It was recently tweeted by @daemonic3 :
“Top uses for Golf Balls:
1. Describing hail storms
2. Describing tumors
3. Playing golf”
Well, this morning I got to experience the 3rd most popular with the Executive Women’s Golf Association. Gone are the days of GOLF meaning “Gentlemen Only Ladies Forbidden” and now there are ladies Associations, that help coach you and to link you to the networks.
There are still a few clubs overseas that don’t allow women to enter (Cough* America* Cough) and would rather pay a double levy fine than change the rules, and a club in Scotland purportedly still makes women enter from the back entrance.**
None of this puts me off. I work in the male dominated comedy industry, bring on the golf.
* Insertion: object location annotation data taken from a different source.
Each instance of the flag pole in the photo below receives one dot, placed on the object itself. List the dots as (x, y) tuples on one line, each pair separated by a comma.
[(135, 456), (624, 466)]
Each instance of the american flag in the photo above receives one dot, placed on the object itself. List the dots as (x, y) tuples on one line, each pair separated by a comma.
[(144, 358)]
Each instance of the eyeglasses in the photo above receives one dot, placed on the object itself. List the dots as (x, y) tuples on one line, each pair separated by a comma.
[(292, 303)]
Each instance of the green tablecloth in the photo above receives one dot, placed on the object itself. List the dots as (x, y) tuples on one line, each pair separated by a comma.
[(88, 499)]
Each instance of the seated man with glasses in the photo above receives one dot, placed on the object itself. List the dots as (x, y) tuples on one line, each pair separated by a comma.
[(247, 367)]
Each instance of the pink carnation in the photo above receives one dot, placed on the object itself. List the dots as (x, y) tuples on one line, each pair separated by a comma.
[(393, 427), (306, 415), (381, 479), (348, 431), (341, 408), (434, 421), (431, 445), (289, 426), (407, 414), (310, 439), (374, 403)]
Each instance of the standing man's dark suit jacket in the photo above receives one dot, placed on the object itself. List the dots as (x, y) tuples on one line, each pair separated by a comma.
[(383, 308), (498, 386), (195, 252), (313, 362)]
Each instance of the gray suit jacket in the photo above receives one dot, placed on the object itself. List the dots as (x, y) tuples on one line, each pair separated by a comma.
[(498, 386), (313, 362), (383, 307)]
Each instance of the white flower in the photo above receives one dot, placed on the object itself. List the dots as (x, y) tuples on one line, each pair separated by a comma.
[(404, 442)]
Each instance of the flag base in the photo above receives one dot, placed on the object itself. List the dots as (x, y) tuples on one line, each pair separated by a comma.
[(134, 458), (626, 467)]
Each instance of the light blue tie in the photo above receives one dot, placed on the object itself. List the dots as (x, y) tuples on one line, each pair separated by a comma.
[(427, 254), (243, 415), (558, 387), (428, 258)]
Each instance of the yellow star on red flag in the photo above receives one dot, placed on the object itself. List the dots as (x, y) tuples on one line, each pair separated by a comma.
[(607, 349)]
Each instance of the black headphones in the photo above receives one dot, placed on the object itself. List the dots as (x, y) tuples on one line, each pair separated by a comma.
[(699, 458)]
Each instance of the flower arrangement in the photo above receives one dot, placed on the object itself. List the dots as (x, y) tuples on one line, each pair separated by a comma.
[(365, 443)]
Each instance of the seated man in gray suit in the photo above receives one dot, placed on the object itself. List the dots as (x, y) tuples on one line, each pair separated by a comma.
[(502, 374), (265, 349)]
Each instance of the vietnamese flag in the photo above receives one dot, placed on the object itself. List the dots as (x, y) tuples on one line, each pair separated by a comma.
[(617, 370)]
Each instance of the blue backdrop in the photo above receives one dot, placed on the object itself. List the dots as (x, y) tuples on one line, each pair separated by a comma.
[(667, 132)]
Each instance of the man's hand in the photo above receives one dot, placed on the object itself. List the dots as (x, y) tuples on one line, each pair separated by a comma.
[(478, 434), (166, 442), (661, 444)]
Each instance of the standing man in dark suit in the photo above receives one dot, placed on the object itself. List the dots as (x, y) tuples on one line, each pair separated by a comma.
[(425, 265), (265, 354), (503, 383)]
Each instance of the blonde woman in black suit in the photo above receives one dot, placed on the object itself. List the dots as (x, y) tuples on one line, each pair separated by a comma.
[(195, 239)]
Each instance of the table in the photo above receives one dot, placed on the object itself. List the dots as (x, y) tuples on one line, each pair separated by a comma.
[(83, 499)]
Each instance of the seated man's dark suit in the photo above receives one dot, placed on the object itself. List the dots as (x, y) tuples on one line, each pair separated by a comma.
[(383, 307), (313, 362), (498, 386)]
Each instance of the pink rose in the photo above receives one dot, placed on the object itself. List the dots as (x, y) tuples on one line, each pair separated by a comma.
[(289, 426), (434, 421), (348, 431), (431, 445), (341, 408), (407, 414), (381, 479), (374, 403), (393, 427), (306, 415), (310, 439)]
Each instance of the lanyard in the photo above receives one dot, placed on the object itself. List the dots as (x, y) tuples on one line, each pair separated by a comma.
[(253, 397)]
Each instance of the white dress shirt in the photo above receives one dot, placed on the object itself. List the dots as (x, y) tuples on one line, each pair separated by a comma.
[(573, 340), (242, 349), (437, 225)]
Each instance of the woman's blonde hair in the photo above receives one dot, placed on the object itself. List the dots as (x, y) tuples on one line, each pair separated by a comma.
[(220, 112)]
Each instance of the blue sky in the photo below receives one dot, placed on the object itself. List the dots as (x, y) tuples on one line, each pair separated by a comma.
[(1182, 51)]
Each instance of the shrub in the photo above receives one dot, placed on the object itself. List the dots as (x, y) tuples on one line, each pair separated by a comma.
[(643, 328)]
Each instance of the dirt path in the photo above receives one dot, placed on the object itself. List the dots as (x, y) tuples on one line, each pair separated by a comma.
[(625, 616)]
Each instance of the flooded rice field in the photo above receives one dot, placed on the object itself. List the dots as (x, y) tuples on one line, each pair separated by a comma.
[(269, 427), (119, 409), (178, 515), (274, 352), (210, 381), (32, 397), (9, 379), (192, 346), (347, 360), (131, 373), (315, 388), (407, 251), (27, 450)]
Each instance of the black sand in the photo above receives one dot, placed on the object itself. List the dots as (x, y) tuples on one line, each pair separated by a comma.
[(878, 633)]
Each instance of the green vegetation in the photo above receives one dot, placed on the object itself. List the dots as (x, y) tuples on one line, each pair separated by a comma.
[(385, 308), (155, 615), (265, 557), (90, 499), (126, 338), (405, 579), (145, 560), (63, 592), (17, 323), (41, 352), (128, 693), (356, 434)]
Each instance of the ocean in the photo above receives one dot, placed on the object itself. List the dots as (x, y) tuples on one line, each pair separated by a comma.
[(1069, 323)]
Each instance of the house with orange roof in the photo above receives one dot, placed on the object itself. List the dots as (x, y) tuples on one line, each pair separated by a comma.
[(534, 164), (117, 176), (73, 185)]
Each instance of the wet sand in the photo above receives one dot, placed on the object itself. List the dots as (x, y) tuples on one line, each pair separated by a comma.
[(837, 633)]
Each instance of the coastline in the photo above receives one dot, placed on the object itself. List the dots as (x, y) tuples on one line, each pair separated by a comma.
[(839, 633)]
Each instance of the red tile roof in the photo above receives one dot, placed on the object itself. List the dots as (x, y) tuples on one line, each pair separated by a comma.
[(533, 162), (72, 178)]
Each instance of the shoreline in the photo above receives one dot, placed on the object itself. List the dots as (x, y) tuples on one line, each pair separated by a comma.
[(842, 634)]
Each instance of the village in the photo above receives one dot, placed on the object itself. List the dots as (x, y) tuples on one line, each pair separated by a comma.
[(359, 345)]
It makes me feel like a REBEL.
We started off with a welcome, coffee (intravenously) and off onto the crisp dewy putting greens.
I managed not to giggle when I was instructed to keep my nose over the ball. And learnt the basic techniques of putting. It’s not as easy as Putt-Putt. We’ve been lied to. There are things like grass gradient and to account for. But nothing beats that clang of a ball dropping into the hole – eventually.
We were taught by (World Champion) Tarnia, who had an easily likable demeanor and put everyone at ease immediately with a few tales from the course. The rule is Drive is for Show, Putting is for GO.
You may think it’s all in the “Whacking” of a ball down the fairway, but Tarnia put it into perspective when she explained that a 2 foot putt, when it’s worth $100 000 will make the hole feel like a pin-hole. And it all rests on your competence there.
After we got the ‘grandfather clock’ pendulum swinging of the putting under control, it was off to the driving range, where quite alot of grass and soil was hacked up. I had one or two great shots which made my (golf obsessed) Grandpa do a happy jig in his grave, but the rest of the time it was tongue clicks of frustration, as we all learned the addictive unpredictability of golf.
Check out EWGA. It’s awesome. Not a bunch of jocks – but a women’s network that helps you learn the principles of golf, slowly and with fun. And they have functions and networking and it’s all about business. The men have been having it – so we might as well.
** Did you notice how I resisted the urge to make a ‘enter from the backdoor’ sexual innuendo joke? That’s how lady-like golf makes me!